Your first example will work with minor edits. DictWriter expects a list of dicts rather than a dict of lists. Assuming you can't change the format of the test_dict:
import csv
test_dict = {"review_id": [1, 2, 3, 4],
"text": [5, 6, 7, 8]}
def convert_dict(mydict, numentries):
data = []
for i in range(numentries):
row = {}
for k, l in mydict.iteritems():
row[k] = l[i]
data.append(row)
return data
with open('test.csv', 'w') as csvfile:
fieldnames = ["review_id", "text"]
writer = csv.DictWriter(csvfile, fieldnames=fieldnames)
writer.writeheader()
writer.writerows(convert_dict(test_dict, 4))
Try using pandas of python..
Here is a simple example
import pandas as pd
test_dict = {"review_id": [1, 2, 3, 4],
"text": [5, 6, 7, 8]}
d1 = pd.DataFrame(test_dict)
d1.to_csv("output.csv")
Cheers
The built-in zip function can join together different iterables into tuples which can be passed to writerows. Try this as the last line:
writer.writerows(zip(test_dict["review_id"], test_dict["text"]))
You can see what it's doing by making a list:
>>> list(zip(test_dict["review_id"], test_dict["text"]))
[(1, 5), (2, 6), (3, 7), (4, 8)]
Edit: In this particular case, you probably want a regular csv.Writer, since what you effectively have is now a list.
If you don't mind using a 3rd-party package, you could do it with pandas.
import pandas as pd
pd.DataFrame(test_dict).to_csv('test.csv', index=False)
update
So, you have several dictionaries and all of them seems to come from a scraping routine.
import pandas as pd
test_dict = {"review_id": [1, 2, 3, 4],
"text": [5, 6, 7, 8]}
pd.DataFrame(test_dict).to_csv('test.csv', index=False)
list_of_dicts = [test_dict, test_dict]
for d in list_of_dicts:
pd.DataFrame(d).to_csv('test.csv', index=False, mode='a', header=False)
This time, you would be appending to the file and without the header.
The output is:
review_id,text
1,5
2,6
3,7
4,8
1,5
2,6
3,7
4,8
1,5
2,6
3,7
4,8
The problem is that with DictWriter.writerows() you are forced to have a dict for each row. Instead you can simply add the values changing your csv creation:
with open('test.csv', 'w') as csvfile:
fieldnames = test_dict.keys()
fieldvalues = zip(*test_dict.values())
writer = csv.writer(csvfile)
writer.writerow(fieldnames)
writer.writerows(fieldvalues)
You have two different problems in your question:
Create a csv file from a dictionary where the values are containers and not primitives.
For the first problem, the solution is generally to transform the container type into a primitive type. The most common method is creating a json-string. So for example:
>>> import json
>>> x = [2, 4, 6, 8, 10]
>>> json_string = json.dumps(x)
>>> json_string
'[2, 4, 6, 8, 10]'
So your data conversion might look like:
import json
def convert(datadict):
'''Generator which converts a dictionary of containers into a dictionary of json-strings.
args:
datadict(dict): dictionary which needs conversion
yield:
tuple: key and string
'''
for key, value in datadict.items():
yield key, json.dumps(value)
def dump_to_csv_using_dict(datadict, fields=None, filepath=None, delimiter=None):
'''Dumps a datadict value into csv
args:
datadict(list): list of dictionaries to dump
fieldnames(list): field sequence to use from the dictionary [default: sorted(datadict.keys())]
filepath(str): filepath to save to [default: 'tmp.csv']

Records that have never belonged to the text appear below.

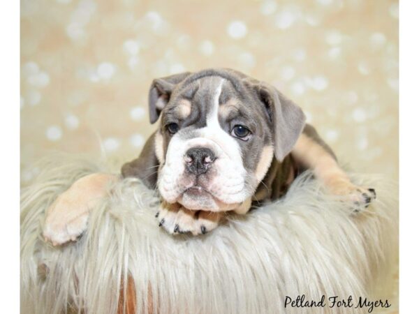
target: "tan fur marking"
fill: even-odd
[[[163,147],[163,135],[159,131],[156,132],[154,135],[154,149],[156,150],[156,156],[160,164],[164,163],[164,149]]]
[[[187,118],[191,114],[191,102],[187,99],[182,99],[177,107],[177,114],[181,119]]]
[[[222,118],[226,118],[228,116],[230,112],[236,107],[237,104],[238,100],[236,98],[231,98],[227,103],[221,104],[219,108],[219,114]]]
[[[258,181],[260,181],[266,174],[269,166],[272,162],[274,157],[274,147],[272,146],[265,146],[262,149],[262,154],[260,154],[260,158],[259,158],[259,163],[256,167],[256,171],[255,172],[255,177],[258,179]]]
[[[328,187],[338,182],[352,184],[336,160],[305,134],[300,136],[291,154],[304,166],[312,169],[314,175]]]

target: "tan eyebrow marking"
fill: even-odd
[[[220,104],[219,109],[219,115],[223,118],[226,118],[231,110],[237,109],[238,103],[239,102],[237,98],[230,98],[227,103]]]
[[[185,119],[191,114],[191,107],[192,104],[187,99],[182,99],[176,107],[176,113],[181,119]]]

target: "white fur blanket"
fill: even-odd
[[[351,295],[356,305],[378,297],[397,255],[397,187],[360,174],[353,180],[378,197],[365,212],[351,214],[305,175],[283,199],[196,237],[159,228],[158,198],[125,179],[93,211],[80,240],[52,247],[41,237],[45,209],[75,179],[106,168],[68,156],[39,167],[22,193],[21,313],[115,313],[128,276],[137,313],[147,312],[147,295],[159,313],[363,313],[330,308],[328,298]],[[284,308],[287,296],[302,294],[325,295],[326,306]]]

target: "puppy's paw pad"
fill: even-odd
[[[45,242],[51,242],[56,246],[71,241],[77,241],[87,228],[88,218],[88,214],[82,215],[68,223],[47,220],[43,232]]]

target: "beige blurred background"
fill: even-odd
[[[153,78],[221,66],[281,90],[355,170],[397,180],[398,22],[385,0],[22,0],[22,184],[50,150],[133,158]]]

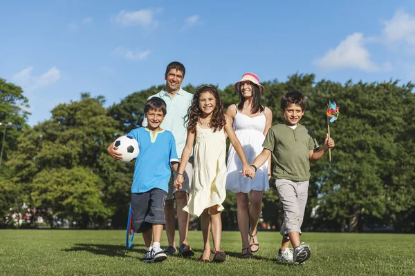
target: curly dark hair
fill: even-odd
[[[213,132],[214,132],[221,130],[226,124],[225,114],[223,113],[223,103],[218,90],[212,85],[201,86],[194,92],[193,99],[192,99],[192,104],[189,106],[187,114],[185,116],[185,126],[187,126],[187,131],[190,131],[191,133],[196,132],[196,126],[203,113],[202,110],[199,108],[199,98],[201,94],[205,92],[210,92],[216,99],[216,106],[213,110],[212,119],[208,126],[210,128],[213,129]]]

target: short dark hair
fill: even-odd
[[[148,112],[151,109],[157,111],[161,110],[163,115],[165,116],[167,111],[166,102],[164,101],[163,99],[157,97],[153,97],[151,99],[147,100],[147,101],[145,103],[145,106],[144,107],[144,114]]]
[[[280,108],[285,110],[287,106],[290,104],[297,104],[301,107],[301,109],[304,111],[306,110],[306,98],[301,92],[298,90],[287,92],[281,98]]]
[[[185,77],[185,75],[186,74],[186,69],[185,68],[185,66],[181,63],[180,62],[170,62],[167,66],[167,68],[166,68],[166,72],[165,75],[167,75],[172,69],[176,69],[178,70],[179,71],[181,71],[183,73],[183,78]]]

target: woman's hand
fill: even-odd
[[[173,186],[176,190],[181,189],[181,184],[185,181],[185,177],[183,177],[183,175],[177,175],[177,177],[176,177],[176,180],[174,180],[174,184]]]

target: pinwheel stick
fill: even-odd
[[[330,122],[329,121],[329,116],[327,116],[327,133],[329,139],[330,139]],[[331,150],[329,148],[329,160],[331,161]]]

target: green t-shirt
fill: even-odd
[[[279,124],[271,126],[262,146],[273,152],[273,176],[293,181],[310,179],[310,150],[318,148],[313,132],[298,124],[295,129]]]

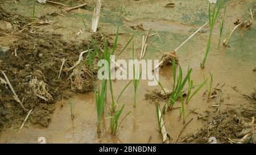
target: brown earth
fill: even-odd
[[[7,12],[0,7],[0,70],[6,74],[25,108],[34,109],[31,122],[48,126],[55,108],[53,103],[68,98],[71,90],[88,91],[93,86],[92,78],[85,75],[89,73],[84,64],[63,73],[58,79],[63,58],[67,59],[63,69],[71,67],[79,53],[87,49],[85,41],[67,43],[61,39],[61,35],[43,34],[36,25],[28,18]],[[92,47],[92,44],[88,45]],[[5,80],[2,73],[0,77]],[[3,125],[20,125],[27,112],[14,99],[9,86],[1,84],[0,90],[0,130]]]

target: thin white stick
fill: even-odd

delimiter(str): delimiter to use in csv [default: '|']
'''
fieldnames = sorted(datadict.keys()) if fields is None else fields
filepath = 'tmp.csv' if filepath is None else filepath
delimiter = '|' if not delimiter else delimiter
with open(filepath, 'w') as csvfile:
writer = csv.DictWriter(csvfile, fieldnames, restval='', extrasaction='ignore', delimiter=delimiter)
writer.writeheader()
for each_dict in datadict:
writer.writerow(each_dict)
So the naive conversion looks like this:
# Conversion code
test_data = {
"review_id": [1, 2, 3, 4],
"text": [5, 6, 7, 8]}
}
converted_data = dict(convert(test_data))
data_list = [converted_data]
dump_to_csv(data_list)
Create a final value that is actually some sort of a merging of two disparate data sets.
To do this, you need to find a way to combine data from different keys. This is not an easy problem to generically solve.
That said, it's easy to combine two lists with zip.
>>> x = [2, 4, 6]
>>> y = [1, 3, 5]
>>> zip(y, x)
[(1, 2), (3, 4), (5, 6)]
In addition, in the event that your lists are not the same size, python's itertools package provides a method, izip_longest, which will yield back the full zip even if one list is shorter than another. Note izip_longest returns a generator.
from itertools import izip_longest
>>> x = [2, 4]
>>> y = [1, 3, 5]
>>> z = izip_longest(y, x, fillvalue=None) # default fillvalue is None
>>> list(z) # z is a generator
[(1, 2), (3, 4), (5, None)]
So we could add another function here:
from itertoops import izip_longest
def combine(data, fields=None, default=None):
'''Combines fields within data
args:
data(dict): a dictionary with lists as values
fields(list): a list of keys to combine [default: all fields in random order]
default: default fill value [default: None]
yields:
tuple: columns combined into rows
'''
fields = data.keys() if field is None else field
columns = [data.get(field) for field in fields]
for values in izip_longest(*columns, fillvalue=default):
yield values
And now we can use this to update our original conversion.
def dump_to_csv(data, filepath=None, delimiter=None):
'''Dumps list into csv
args:
data(list): list of values to dump
filepath(str): filepath to save to [default: 'tmp.csv']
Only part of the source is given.